1. Election of meeting form
The board decides whether the general meeting is to be conducted as a physical meeting with the possibility of electronic participation (hybrid), or if the meeting is to be held as an electronic (digital) meeting only. The board has a duty to ensure that the proceedings of the general meeting are carried out adequately. This includes ensuring that the systems for remote participation give all shareholders the ability to exercise their shareholder rights, and that the authentication and control of shareholders' participation and voting is secure and satisfactory. The board may decide on the meeting form on a discretionary basis, unless otherwise limited by the company's articles of association. The further statutory requirements for conducting the general meetings depend on whether they are conducted as hybrid meetings or digital meetings (see section 5-8 and 5-8a of the Norwegian Public Limited Liability Companies Act (Nw.:"allmenaksjeloven")).
2. Digital general meeting
Many companies hold digital (virtual) general meetings. While more solutions are currently under development, as at today (17 February 2023), only a limited number of providers offer digital solutions that are adequate for listed companies with a high number of shareholders. Depending on the company's choice of services, solutions may include allowing shareholders to follow the meeting in real time on a video broadcast, vote on items, submit questions, and digitally ask for the floor. The services are generally priced based on the company's total number of shareholders, but in return allow the company to outsource the practicalities connected to the meeting. Please note that a provider of video services may have to be to engaged separately.
3. Provisions to simplify the general meeting
The Norwegian Public Limited Liability Companies Act allows companies to include certain provisions in their articles of association that may accommodate and simplify the organization and carrying out of general meetings, including that shareholders may cast their votes in advance of the meeting (section 5-8b), and that documents relating to matters to be dealt with by the general meeting may be made available on the company's website instead of being sent to each of the shareholders (section 5-11a). We recommend that companies with shares admitted to trading implement these provisions in their articles of association, in order to ensure an adequate and effective general meeting.
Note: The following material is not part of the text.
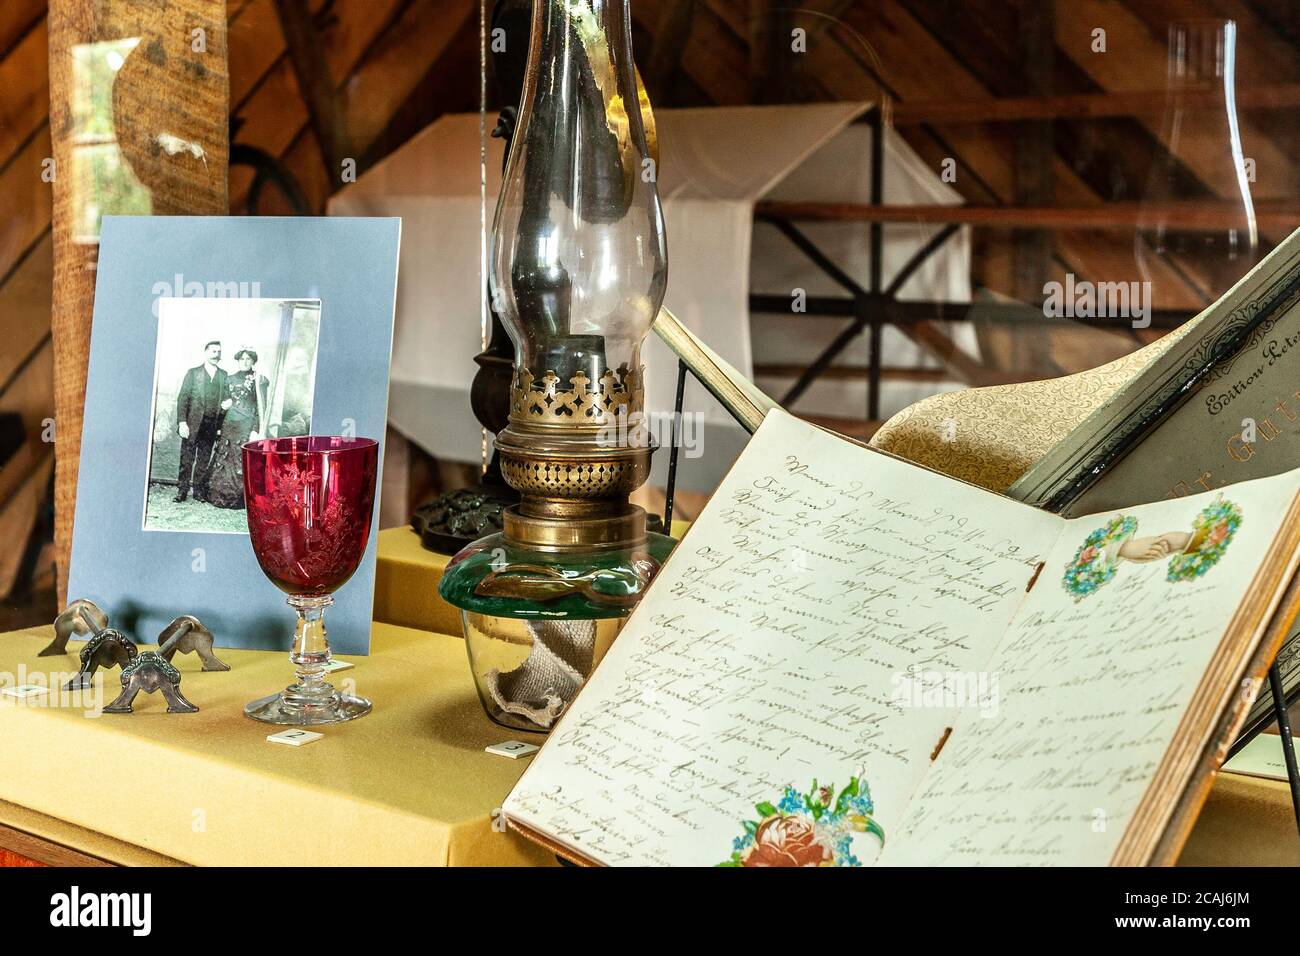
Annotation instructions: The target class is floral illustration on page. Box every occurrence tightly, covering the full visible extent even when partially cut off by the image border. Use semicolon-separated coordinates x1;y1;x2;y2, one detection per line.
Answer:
719;776;884;867
1062;495;1242;600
4. New regulations in the Norwegian Public Limited Liability Companies Act and potential amendments to the articles of association
With effect from 1 July 2023, new rules and amendments to the Norwegian Public Limited Liability Companies Act will enter into force. Some of the amendments may impact the carrying out of general meetings.
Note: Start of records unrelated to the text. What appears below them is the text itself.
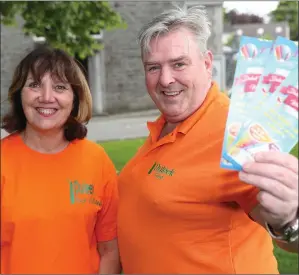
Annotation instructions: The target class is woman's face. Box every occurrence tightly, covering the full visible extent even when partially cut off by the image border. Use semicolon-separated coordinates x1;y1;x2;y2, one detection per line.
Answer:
21;72;74;133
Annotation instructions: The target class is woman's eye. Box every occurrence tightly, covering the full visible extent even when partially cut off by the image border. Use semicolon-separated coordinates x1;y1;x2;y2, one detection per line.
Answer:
55;85;67;91
28;82;40;88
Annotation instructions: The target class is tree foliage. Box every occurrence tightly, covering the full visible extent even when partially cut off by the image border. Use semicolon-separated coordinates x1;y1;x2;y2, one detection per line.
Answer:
223;8;264;25
224;33;235;47
0;1;126;59
223;7;230;23
270;1;298;41
260;33;274;41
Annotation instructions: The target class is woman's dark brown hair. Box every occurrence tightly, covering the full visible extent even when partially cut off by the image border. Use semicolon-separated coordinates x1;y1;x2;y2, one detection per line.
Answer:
1;45;92;141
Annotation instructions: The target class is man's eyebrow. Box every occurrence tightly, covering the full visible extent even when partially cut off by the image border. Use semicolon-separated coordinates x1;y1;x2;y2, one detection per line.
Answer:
144;61;160;66
169;55;189;62
144;55;189;66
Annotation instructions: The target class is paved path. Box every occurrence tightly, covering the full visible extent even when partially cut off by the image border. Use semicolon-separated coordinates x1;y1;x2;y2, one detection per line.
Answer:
1;109;160;142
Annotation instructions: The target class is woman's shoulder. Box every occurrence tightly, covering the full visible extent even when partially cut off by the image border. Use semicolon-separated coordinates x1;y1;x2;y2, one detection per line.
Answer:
72;138;104;152
72;138;110;160
72;138;116;174
1;134;23;170
1;132;21;150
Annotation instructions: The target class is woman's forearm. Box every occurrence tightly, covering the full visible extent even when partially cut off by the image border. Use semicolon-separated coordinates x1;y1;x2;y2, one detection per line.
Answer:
99;251;121;274
98;239;121;274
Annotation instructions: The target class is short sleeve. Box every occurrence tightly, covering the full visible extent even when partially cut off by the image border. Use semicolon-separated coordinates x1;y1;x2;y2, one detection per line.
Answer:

- Shareholders' right to attend the general meeting (record date). As of 1 July 2023, pursuant to section 5-2 of the Norwegian Public Limited Liability Companies Act, only those who own shares five business days before the general meeting (record date) will have the right to attend and vote at the meeting. This means that a shareholder on the record date must be registered in the shareholders' register or must have given notice and satisfactory documentation for the purchase of shares. Shares purchased after the record date will not include a right to attend and vote at the respective general meeting, while the right to attend and vote will remain for shares sold after the record date. The record date must be included in the notice of the general meeting.
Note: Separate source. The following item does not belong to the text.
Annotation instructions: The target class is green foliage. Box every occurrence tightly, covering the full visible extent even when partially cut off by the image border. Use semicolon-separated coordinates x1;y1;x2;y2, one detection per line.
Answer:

- Consequently, any existing provisions in the articles of association regarding the record date will be redundant, and should be removed.
- Notice of attendance for owners of shares registered in nominee accounts who want to attend the general meeting. As of 1 July 2023, beneficial owners of shares registered in a nominee account will have the right to attend the general meeting without having to re-register the shares to an account in their own name, provided that the share owner gives notice of attendance to the company. Such notice must be have been received by the company no later than two business days before the general meeting, unless a later deadline is stated in the notice of the meeting. The requirement of advance notice will apply to owners of shares in nominee accounts regardless of whether such advance notice is required for other shareholders pursuant to the company's articles of association, see below. This will represent a simplification compared to the current regime.
- Notice of attendance for owners of shares not registered in nominee accounts. The possibility of including a provision in the articles of association requiring owners of shares that are not registered in a nominee account to give notice of attendance, will remain. Such notice must also have been received by the company no later than two business days before the meeting, unless a later deadline is stated in the notice of the general meeting.
- Companies should consider removing potential provisions in their articles of association regarding advance registration.
Other amendments to the Norwegian Public Limited Liability Companies Act entering into force on 1 July 2023:
- transparency on beneficial owners of shares registered in nominee accounts (amendment to section 4-5);
- the company's notice to beneficial owners of shares registered in nominee accounts, and the nominees' obligation to assist therewith (new section 1-8); and
- a right for the company and public authorities to receive information about beneficial owners of shares registered in nominee accounts and their ownership, including number of shares and share class, if relevant (amendment to section 4-10).